The major objectives and emphases of this course can be characterized by considering the "eccentric" position peculiar to human beings and the "third world" (in Karl Popper's terminology) which expresses our eccentricity. Peirce's conception of man as a sign, and of the universe as a semeiotic universe, is perhaps the deepest, most fertile, most imaginative, and most practically applicable form of this fundamental matrix of the human universe. Our bodies make us members of the physical world, permeated by forces and energies, events and interactions. Our psyche is a center, a perspective of feelings, emotions, and efforts, tendencies, dreams, by which the world of bodies is captured, tasted, chewed, swallowed, digested, or spewed back in disgust or enjoyment. Our eccentricity lies in the third world, the world of dialogue between the external and the internal worlds--what Peirce (early in his career) called the "Tuistical" (ego.id.tu) and (later) the Semeiotic World.

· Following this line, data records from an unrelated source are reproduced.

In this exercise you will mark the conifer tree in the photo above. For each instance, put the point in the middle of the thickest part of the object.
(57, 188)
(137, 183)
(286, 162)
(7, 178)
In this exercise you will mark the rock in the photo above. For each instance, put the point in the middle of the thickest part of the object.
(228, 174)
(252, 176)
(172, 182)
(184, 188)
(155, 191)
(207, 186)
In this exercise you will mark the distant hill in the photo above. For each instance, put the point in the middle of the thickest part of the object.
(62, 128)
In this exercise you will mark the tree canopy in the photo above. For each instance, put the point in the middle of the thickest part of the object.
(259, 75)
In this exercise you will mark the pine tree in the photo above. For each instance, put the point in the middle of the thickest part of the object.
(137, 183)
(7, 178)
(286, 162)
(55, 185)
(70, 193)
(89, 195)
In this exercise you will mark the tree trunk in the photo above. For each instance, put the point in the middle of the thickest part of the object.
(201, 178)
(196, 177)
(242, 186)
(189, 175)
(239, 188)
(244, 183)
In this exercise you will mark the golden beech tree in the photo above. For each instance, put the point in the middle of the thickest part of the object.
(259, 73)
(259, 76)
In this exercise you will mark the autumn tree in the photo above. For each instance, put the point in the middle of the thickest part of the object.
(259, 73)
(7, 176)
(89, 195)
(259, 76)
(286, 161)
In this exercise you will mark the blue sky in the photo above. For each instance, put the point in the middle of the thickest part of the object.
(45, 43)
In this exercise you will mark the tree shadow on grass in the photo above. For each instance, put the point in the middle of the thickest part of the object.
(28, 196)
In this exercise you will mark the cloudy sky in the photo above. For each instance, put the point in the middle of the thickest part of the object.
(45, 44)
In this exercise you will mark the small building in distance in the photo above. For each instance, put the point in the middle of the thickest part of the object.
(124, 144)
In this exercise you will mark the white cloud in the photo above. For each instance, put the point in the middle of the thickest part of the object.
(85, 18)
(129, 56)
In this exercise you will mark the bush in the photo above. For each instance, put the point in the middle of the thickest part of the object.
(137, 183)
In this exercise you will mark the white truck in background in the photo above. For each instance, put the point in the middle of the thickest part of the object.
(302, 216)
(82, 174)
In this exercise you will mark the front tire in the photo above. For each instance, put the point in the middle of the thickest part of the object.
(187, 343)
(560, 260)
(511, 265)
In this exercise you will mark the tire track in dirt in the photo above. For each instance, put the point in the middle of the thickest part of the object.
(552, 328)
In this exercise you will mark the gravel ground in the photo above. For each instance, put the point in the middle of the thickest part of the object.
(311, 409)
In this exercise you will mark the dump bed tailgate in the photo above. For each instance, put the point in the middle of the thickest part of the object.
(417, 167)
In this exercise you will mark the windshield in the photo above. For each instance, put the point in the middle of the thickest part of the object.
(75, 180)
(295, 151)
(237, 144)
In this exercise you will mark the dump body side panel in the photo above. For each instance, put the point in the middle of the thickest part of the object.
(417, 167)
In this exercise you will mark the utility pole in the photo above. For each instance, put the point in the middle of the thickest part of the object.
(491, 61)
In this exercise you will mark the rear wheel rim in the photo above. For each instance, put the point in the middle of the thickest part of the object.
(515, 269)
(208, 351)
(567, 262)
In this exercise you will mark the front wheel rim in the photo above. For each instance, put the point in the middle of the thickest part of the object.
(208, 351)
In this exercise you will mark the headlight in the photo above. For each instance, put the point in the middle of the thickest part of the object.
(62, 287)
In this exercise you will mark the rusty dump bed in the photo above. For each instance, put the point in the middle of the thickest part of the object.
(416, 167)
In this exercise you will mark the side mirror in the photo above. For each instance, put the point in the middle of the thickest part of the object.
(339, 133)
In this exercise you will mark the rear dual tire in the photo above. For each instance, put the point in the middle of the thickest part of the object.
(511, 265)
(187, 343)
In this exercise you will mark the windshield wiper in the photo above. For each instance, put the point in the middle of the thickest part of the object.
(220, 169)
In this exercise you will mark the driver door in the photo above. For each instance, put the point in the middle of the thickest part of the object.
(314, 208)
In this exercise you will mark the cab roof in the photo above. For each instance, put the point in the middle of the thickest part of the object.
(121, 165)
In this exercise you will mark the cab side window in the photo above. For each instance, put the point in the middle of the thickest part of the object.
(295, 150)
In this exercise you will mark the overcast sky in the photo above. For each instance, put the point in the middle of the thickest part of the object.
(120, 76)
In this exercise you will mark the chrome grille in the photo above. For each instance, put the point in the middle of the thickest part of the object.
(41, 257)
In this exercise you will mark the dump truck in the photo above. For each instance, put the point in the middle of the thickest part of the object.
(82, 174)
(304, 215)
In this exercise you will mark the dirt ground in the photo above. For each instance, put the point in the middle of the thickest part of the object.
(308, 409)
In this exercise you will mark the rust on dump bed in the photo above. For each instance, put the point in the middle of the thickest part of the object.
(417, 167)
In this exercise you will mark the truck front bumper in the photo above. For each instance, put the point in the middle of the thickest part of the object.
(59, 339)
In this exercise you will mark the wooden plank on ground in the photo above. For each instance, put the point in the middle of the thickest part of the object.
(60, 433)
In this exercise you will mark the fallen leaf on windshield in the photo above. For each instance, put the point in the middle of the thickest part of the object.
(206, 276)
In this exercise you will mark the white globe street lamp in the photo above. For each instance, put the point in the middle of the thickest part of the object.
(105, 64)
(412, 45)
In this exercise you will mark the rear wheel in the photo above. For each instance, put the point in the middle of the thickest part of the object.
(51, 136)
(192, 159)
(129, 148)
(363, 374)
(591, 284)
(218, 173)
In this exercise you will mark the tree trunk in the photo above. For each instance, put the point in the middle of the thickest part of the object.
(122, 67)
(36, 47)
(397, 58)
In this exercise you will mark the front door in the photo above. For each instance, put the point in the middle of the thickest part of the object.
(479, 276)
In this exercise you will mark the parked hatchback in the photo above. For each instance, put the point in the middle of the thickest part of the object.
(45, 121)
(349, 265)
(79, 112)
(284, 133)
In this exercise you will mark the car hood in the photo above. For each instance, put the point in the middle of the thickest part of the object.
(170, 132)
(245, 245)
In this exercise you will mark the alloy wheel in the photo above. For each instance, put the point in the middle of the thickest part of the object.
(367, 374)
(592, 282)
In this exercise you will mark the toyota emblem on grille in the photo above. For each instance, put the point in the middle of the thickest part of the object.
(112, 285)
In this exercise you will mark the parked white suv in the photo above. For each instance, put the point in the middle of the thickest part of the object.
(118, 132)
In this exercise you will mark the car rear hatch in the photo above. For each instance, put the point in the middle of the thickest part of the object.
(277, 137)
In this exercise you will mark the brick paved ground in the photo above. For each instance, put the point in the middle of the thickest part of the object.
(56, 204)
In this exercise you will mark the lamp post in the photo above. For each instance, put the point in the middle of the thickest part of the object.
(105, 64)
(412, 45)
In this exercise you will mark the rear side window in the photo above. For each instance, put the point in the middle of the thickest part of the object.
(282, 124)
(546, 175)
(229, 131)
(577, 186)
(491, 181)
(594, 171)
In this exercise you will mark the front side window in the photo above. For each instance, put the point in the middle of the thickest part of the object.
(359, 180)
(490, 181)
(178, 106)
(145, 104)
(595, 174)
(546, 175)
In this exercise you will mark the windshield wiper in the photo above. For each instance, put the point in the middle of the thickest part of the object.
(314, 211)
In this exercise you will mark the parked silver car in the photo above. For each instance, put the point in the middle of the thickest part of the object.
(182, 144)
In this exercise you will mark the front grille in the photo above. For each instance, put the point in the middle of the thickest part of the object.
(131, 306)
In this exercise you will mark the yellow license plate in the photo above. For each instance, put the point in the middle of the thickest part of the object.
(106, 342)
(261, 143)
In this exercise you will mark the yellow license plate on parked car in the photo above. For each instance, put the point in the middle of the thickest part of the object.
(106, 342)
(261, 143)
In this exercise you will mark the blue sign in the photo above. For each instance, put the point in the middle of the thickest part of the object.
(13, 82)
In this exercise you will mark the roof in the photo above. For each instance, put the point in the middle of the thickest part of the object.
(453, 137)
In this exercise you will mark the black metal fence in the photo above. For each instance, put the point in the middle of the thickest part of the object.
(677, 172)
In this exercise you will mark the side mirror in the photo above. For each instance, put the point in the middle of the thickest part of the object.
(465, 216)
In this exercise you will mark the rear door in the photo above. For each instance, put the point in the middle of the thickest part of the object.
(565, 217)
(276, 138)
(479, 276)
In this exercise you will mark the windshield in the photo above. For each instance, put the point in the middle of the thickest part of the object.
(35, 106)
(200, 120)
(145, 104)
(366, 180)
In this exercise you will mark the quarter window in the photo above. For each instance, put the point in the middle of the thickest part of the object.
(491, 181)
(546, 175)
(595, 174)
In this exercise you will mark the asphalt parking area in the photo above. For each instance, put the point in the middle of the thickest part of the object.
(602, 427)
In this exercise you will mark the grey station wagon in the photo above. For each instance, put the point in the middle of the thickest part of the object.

Although Peirce was a mathematician, logician, and scientist, his semeiotic recognizes the importance of feeling, emotion, sensation, sentiment, action. Put another way, the semeiotic offers us not only a way to understand science as a human enterprise, it also offers an approach to literature and the arts, to religion, to society, to the whole of the third world that lies between the private incommunicable interior and the vast spaces of the exterior universe.